The Complainant has asserted that the Website is used by the Respondent to market counterfeit goods. There can be no legitimate interest in the sale of counterfeits (Lilly ICOS LLC v. Dan Eccles, WIPO Case No. D2004-0750).
The Respondent has failed to show that it has acquired any trade mark rights in respect of the disputed domain name or that the disputed domain name is used in connection with a bona fide offering of goods or services.
There has been no evidence adduced to show that the Respondent has been commonly known by the disputed domain name.
There has been no evidence adduced to show that the Respondent is making a legitimate noncommercial or fair use of the disputed domain name.

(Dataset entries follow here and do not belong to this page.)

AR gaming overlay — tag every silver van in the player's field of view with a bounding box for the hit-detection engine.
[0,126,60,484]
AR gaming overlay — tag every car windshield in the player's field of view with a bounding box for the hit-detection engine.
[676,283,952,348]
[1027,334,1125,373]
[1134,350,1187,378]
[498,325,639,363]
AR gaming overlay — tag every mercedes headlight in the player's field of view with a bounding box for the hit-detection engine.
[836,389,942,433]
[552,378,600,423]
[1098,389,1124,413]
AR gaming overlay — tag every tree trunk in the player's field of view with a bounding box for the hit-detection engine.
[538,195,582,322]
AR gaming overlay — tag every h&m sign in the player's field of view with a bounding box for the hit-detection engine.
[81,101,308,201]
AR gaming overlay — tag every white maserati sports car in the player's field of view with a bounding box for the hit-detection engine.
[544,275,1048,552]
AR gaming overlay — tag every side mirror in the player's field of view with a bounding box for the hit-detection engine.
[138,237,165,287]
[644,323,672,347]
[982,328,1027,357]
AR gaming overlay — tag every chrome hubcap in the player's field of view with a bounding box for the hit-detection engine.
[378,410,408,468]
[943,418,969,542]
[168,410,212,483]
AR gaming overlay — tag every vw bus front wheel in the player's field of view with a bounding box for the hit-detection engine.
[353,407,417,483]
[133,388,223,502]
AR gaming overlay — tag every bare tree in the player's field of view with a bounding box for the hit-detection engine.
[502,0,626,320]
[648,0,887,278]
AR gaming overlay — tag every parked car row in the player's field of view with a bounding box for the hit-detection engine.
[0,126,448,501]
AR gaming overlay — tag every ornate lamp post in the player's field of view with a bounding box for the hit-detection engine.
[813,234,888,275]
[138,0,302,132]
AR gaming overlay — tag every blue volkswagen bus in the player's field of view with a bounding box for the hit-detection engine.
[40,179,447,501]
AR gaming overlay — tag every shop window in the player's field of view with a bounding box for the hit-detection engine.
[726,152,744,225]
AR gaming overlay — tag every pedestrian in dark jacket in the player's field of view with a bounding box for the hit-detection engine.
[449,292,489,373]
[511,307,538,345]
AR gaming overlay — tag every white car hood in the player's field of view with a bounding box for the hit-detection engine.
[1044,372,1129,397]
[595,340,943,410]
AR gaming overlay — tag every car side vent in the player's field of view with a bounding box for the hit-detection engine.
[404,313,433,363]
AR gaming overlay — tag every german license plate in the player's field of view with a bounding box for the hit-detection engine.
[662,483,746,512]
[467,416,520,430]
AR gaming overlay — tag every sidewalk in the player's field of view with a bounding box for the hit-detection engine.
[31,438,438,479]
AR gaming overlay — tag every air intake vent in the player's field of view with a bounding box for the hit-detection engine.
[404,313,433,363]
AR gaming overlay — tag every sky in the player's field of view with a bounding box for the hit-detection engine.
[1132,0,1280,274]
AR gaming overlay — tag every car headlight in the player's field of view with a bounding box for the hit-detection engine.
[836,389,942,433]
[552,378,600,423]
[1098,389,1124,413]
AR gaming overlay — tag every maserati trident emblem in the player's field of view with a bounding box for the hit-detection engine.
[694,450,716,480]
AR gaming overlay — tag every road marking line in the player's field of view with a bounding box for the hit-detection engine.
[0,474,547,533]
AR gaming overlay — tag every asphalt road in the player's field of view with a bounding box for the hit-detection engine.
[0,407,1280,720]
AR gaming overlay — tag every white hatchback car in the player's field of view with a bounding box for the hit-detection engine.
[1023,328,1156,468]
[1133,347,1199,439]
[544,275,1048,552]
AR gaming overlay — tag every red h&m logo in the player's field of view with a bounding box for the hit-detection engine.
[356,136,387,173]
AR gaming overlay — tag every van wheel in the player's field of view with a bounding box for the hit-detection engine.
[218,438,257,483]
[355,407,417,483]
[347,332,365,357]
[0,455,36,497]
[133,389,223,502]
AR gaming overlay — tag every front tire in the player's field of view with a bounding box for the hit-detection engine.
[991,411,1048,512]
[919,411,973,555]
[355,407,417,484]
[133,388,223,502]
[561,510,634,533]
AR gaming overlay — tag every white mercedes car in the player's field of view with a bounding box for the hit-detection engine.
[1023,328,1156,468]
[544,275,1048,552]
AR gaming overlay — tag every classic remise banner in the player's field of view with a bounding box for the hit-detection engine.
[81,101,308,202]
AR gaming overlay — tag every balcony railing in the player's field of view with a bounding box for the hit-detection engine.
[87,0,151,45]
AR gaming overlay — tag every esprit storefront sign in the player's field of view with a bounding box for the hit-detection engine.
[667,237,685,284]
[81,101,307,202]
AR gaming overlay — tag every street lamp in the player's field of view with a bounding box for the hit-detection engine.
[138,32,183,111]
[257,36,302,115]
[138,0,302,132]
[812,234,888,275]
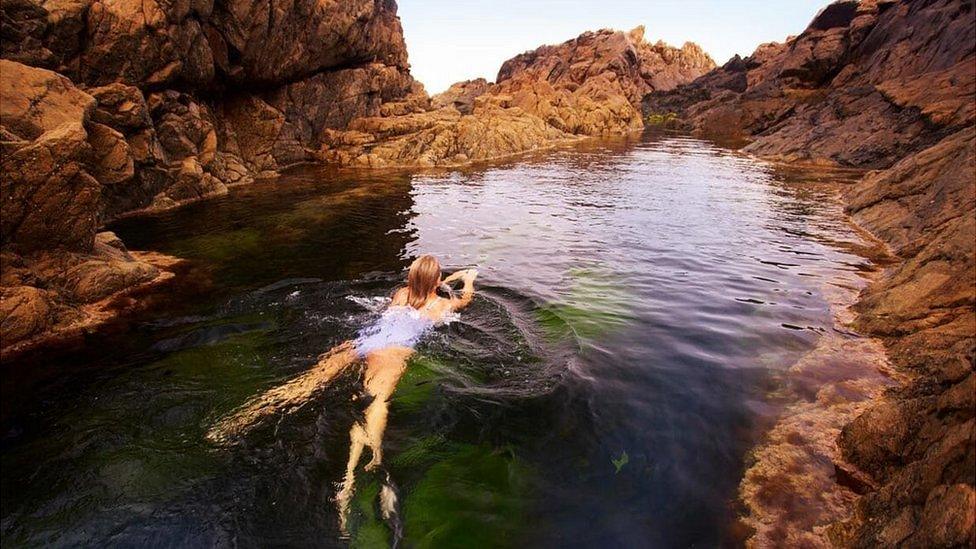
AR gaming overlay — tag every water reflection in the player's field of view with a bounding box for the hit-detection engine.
[2,131,884,547]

The Panel finds that the Respondent has failed to produce any evidence to establish rights or legitimate interests in the disputed domain name. The Panel therefore finds that the Complaint fulfills the second condition of paragraph 4(a) of the Policy.
D. Registered and Used in Bad Faith
Pursuant to paragraph 4(b)(iv) of the Policy, the following conduct amounts to registration and use in bad faith on the part of the Respondent:
“By using the domain name, you have intentionally attempted to attract, for commercial gain, Internet users to your website or other on-line location, by creating a likelihood of confusion with the complainant’s mark as to the source, sponsorship, affiliation, or endorsement of your website or location or of a product or service on your website or location.”
The Complainant has submitted compelling evidence to suggest that the disputed domain name is being used to offer for sale counterfeit Gucci products via the Website. This is strong evidence of bad faith (Prada S.A. v. Domains for Life, WIPO Case No. D2004-1019).
The Panel therefore finds the requisite element of bad faith has been satisfied, under paragraph 4(b)(iv) of the Policy.
The Panel also considers the failure of the Respondent to respond to the Complainant’s letters of demand and failure to file a Response to the Complaint further support an inference of bad faith (Bayerische Motoren Werke AG v. (This Domain is For Sale) Joshuathan Investments, Inc., WIPO Case No. D2002-0787).
The Panel finds the initial failure of the Respondent to provide full and proper contact details amounts to further evidence of bad faith.
For all the foregoing reasons, the Panel concludes that the disputed domain name has been registered and is being used in bad faith. Accordingly the third condition of paragraph 4(a) of the Policy has been fulfilled.
For all the foregoing reasons, in accordance with paragraphs 4(i) of the Policy and 15 of the Rules, the Panel orders that the domain name <guccicollection.com> be transferred to the Complainant.